Which brings me to Christmas Eve. For several months the staff and I have agonized around offering meaningful in-person Christmas Eve services during the pandemic. In late October, when the positive-case numbers seemed to be on the decline in Arizona, we began preparations for limited, outdoor candlelight services in the courtyard. When the numbers began to rise, we regrouped and started planning “drive-in” services in the parking lot. However, because the University of Arizona COVID-19 Modeling Team is now urging government leaders to order Arizonans to shelter-in-place until at least Dec. 22 to avoid health catastrophe, we have decided to keep our services on-line only for the foreseeable future.
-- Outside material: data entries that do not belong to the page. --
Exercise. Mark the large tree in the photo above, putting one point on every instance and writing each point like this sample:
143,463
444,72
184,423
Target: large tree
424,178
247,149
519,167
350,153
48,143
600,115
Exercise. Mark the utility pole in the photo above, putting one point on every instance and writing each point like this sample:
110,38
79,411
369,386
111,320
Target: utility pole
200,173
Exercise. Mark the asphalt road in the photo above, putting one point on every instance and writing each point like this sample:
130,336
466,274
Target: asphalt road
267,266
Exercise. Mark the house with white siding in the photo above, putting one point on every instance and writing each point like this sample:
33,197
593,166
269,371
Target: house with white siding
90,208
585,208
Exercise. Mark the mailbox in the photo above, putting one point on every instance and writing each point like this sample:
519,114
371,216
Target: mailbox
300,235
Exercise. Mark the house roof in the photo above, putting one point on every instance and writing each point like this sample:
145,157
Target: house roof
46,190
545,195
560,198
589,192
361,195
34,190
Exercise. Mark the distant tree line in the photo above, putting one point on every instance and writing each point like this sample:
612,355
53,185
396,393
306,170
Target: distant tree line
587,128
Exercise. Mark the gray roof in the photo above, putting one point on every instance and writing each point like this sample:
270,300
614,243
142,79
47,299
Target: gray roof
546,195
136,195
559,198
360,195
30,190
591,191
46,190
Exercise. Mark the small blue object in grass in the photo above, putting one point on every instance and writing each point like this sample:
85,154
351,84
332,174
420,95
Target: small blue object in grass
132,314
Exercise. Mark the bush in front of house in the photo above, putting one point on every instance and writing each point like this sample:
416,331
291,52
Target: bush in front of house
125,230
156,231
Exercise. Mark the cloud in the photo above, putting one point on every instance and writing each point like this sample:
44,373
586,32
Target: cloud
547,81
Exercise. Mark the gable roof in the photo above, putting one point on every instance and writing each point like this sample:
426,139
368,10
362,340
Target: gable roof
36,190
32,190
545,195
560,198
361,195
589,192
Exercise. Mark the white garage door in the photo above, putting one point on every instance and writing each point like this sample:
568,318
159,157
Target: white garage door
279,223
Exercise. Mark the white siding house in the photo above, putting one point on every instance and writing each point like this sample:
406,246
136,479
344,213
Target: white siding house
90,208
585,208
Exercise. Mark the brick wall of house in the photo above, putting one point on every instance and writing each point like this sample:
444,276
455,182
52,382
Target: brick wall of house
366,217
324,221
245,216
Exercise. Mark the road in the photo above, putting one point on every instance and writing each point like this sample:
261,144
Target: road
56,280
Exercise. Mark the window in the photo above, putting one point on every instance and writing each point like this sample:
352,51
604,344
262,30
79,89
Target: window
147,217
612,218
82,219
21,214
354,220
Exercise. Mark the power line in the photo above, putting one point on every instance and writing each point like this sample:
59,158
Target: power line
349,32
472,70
The pandemic has taken a toll on all of us in so many ways. Some have lost loved ones and friends to the virus. Others have lost their jobs. Health workers and essential services folks have been stressed beyond measure. And we all know heartbreaking stories of those in the hospital, unable to receive visitors. Few have been untouched by its devastation. And yet there is reason to hope. People are taking precautions, reducing exposure, showing concern and care for others. Medical advances have shortened hospital stays and reduced mortality rates. And now there are at least two promising vaccines. We have come so far with an end in sight. I am inclined to stay the course, confident that we will be able to worship in-person – without putting anyone at risk – sometime next year. Blue, the color of the sky with the rising sun – the Dayspring – hope for a new day brimming with promise. May it be so!